1The Entertainment Industry Years
Julia Hartz didn't start in tech. After graduating from Pepperdine University, she worked in television—first at MTV Networks, then at FX Networks in their business and legal affairs departments. She learned how entertainment companies think about audiences, engagement, and live experiences.
But in 2006, she met Kevin Hartz, a serial entrepreneur who had already built and sold companies in Silicon Valley. They started dating, and Kevin had an idea: self-service ticketing for small event organizers.
"Kevin kept talking about how Ticketmaster controlled everything but ignored small events. I'd seen how MTV promoted events—and I knew there had to be a better way for independent organizers. We decided to build it together."
— Julia Hartz
2Building with Your Spouse
Julia and Kevin co-founded Eventbrite in 2006—and got married in 2009. Building a company with your spouse is notoriously difficult. Most advisors warn against it. But the Hartzes made it work by defining clear roles early.
Kevin focused on fundraising and strategy. Julia handled operations, marketing, and culture. They rarely overlapped, which meant fewer conflicts and clearer accountability. When they disagreed, they had a rule: take it offline and resolve it at home, not in front of the team.
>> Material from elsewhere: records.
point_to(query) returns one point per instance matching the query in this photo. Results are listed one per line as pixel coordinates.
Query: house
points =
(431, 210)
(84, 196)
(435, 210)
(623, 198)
Clear role separation was key. Kevin never second-guessed Julia's marketing decisions; Julia never questioned Kevin's fundraising strategy. Mutual respect for expertise—in business and in marriage.
3Democratizing Events
In 2006, if you wanted to sell tickets to an event, you had two options: expensive platforms like Ticketmaster (designed for stadiums) or manual spreadsheets and cash at the door. Small event organizers were underserved.
Eventbrite made it free to create events and only charged when tickets sold. The self-service model meant anyone could set up ticketing in minutes. Yoga teachers, conference organizers, food festivals—they all flocked to the platform.
Before Eventbrite:
Enterprise sales, complex contracts, high fees, designed for venues
After Eventbrite:
Self-service signup, pay-as-you-go, designed for organizers
4Taking the CEO Seat
In 2016, Julia made a bold move: she became CEO, with Kevin transitioning to Executive Chairman. It was an unusual transition—most founder couples don't swap leadership roles. But Julia had grown into the operational leader the company needed.
As CEO, Julia led Eventbrite through its IPO in September 2018. The company went public on the NYSE at a $2.6 billion valuation. She became one of the few women to take a tech company public as CEO.
5Surviving COVID and Coming Back
When COVID-19 hit in 2020, Eventbrite's business collapsed overnight. Live events— the company's entire reason for existing—were banned worldwide. The stock dropped to under $8 from over $20.
Julia made the hard calls: layoffs, cost cuts, pivoting to virtual events. She kept the company alive through the worst period in its history. When in-person events returned, Eventbrite was still standing—leaner and more focused.
"The pandemic tested everything. Our business model, our team, my leadership. But it also proved that people need to gather. As soon as they could, they did. That conviction kept us going."
— Julia Hartz
6Key Lessons for Founders
1. Non-technical founders can win
Julia came from entertainment, not engineering. Domain expertise and business acumen matter as much as coding skills.
2. Co-founder dynamics require boundaries
Building with a spouse works if you define clear lanes. Overlap creates conflict; separation creates accountability.
3. Self-service unlocks markets
Ticketmaster needed enterprise sales. Eventbrite let anyone sign up. Removing friction expands your addressable market.
4. Leadership evolves
Julia grew from co-founder to CEO over a decade. The person who starts the company isn't always the one who should scale it—unless they grow too.
5. Conviction survives crises
COVID nearly killed Eventbrite. Julia's belief that humans need to gather kept the company alive until events returned.